Frontiers in Climate (Apr 2024)
On the quantitative limits for triggering drought anticipatory actions in Mindanao, the Philippines
Abstract
Anticipatory Action (AA), which involves timely and informed actions ahead of a crisis/impact, is increasingly being used/promoted as a way to mitigate the impacts of extreme climatic hazards, including droughts. Actions are initiated in anticipation of the occurrence of the hazard and its impacts, and depend on the lead time, likelihood of impact, as well as the effectiveness of, and the capacity to undertake such actions. A decision to initiate actions is taken with a support of the so-called trigger model that forecasts likelihood or magnitude of expected impact. To build efficient and credible AA trigger models, quantitative assessments of relationships between observed climate and environmental conditions, weather/seasonal forecasts, and variables expressing current sectoral and societal vulnerability (collectively referred to as indicators) and expected impacts, are required at varied lead times. These quantitative assessments are needed to: (a) avoid over-weighting (placing excessive trust in) non-skillful indicators; (b) avoid using several co-varying and correlated indicators (over-emphasising their collective importance for the decision at hand); and (c) provide objective and defensible evidence for and consequently confidence in the AA trigger model.
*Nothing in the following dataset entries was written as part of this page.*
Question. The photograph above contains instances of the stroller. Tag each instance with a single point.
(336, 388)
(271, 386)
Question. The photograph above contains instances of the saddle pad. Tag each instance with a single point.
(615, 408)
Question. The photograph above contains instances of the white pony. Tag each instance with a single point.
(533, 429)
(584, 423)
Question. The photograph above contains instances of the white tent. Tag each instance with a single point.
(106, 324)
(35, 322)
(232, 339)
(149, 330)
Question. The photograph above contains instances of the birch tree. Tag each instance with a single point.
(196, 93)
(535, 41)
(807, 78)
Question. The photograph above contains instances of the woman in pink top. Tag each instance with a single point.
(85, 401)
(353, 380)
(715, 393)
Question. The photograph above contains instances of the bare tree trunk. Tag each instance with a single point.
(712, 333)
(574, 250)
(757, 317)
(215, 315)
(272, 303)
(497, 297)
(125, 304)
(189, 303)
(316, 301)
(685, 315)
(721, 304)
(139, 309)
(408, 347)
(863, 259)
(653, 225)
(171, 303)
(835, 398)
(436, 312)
Motivated by the need to improve the current AA trigger model used for agricultural drought by FAO in Mindanao, a region of the Philippines which experiences periodic drought-related food insecurity, this study evaluates a range of climate and environmental indicators as a basis for developing a quantitative, objective trigger model. The analyses focus on: (i) an evaluation of efficacy of using a climate-only drought hazard index as an expression of impactful drought in the region, and (ii) an evaluation of the predictive utility of a set of indicators and formal statistical models combining these indicators, at various lead times. We show that the predictive utility of each indicator varies by season and lead time, highlight the varying skill of the trigger model and consequently advocate for transparent inclusion of model skill in the trigger mechanism.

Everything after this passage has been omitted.